Blois Capitale : Dans le programme du PS il est précisé qu’il faut veiller à l’application du pacte vert européen. Est-il menacé ?
Emma Rafowicz : Les listes de droite le menacent, et ce que nous disons, c’est que l’enjeu écologique a besoin d’être protégé, mais aussi renforcé avec un nouveau volet plus contraignant mais aussi plus fort socialement. Nous pensons que l’écologie ne se fait pas contre les peuples, mais avec les gens. Par exemple, quand on parle d’agriculture, ça implique de réorienter toutes nos économies vers quelque chose de plus durable et plus écologique, mais aussi vers des économies qui garantissent à toutes les travailleuses et tous les travailleurs des salaires dignes.
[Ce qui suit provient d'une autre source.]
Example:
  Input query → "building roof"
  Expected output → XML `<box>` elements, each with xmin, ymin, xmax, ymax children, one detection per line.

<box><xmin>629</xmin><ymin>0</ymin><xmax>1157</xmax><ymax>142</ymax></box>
Aujourd’hui, 80 % des ressources de la PAC ne vont qu’à 20 % des agriculteurs, les plus grosses exploitations, celles qui respectent le moins nos normes environnementales mais aussi nos objectifs sociaux. Nous pensons que l’agriculture est un pilier essentiel pour notre futur, à la fois pour notre souveraineté alimentaire mais aussi notre souveraineté écologique. Si nous voulons que l’agriculture reste un pilier important de l’économie française, il va falloir garantir aux agriculteurs les moyens de leur survie. Aujourd’hui, nous avons des suicides à répétition du côté des agriculteurs, mais aussi des organisations qui instrumentalisent parfois cette colère. Nous pensons qu’il faut imposer des clauses miroir pour faire en sorte que nos agriculteurs ne soient pas mis en concurrence avec d’autres, ailleurs, qui ne respecteraient pas les mêmes normes. Protéger les agriculteurs, c’est garder les normes environnementales, garder la norme sociale, mais c’est aussi les protéger en créant des clauses miroir, aussi en refusant tout nouveau traité de libre-échange qui pourrait les précariser.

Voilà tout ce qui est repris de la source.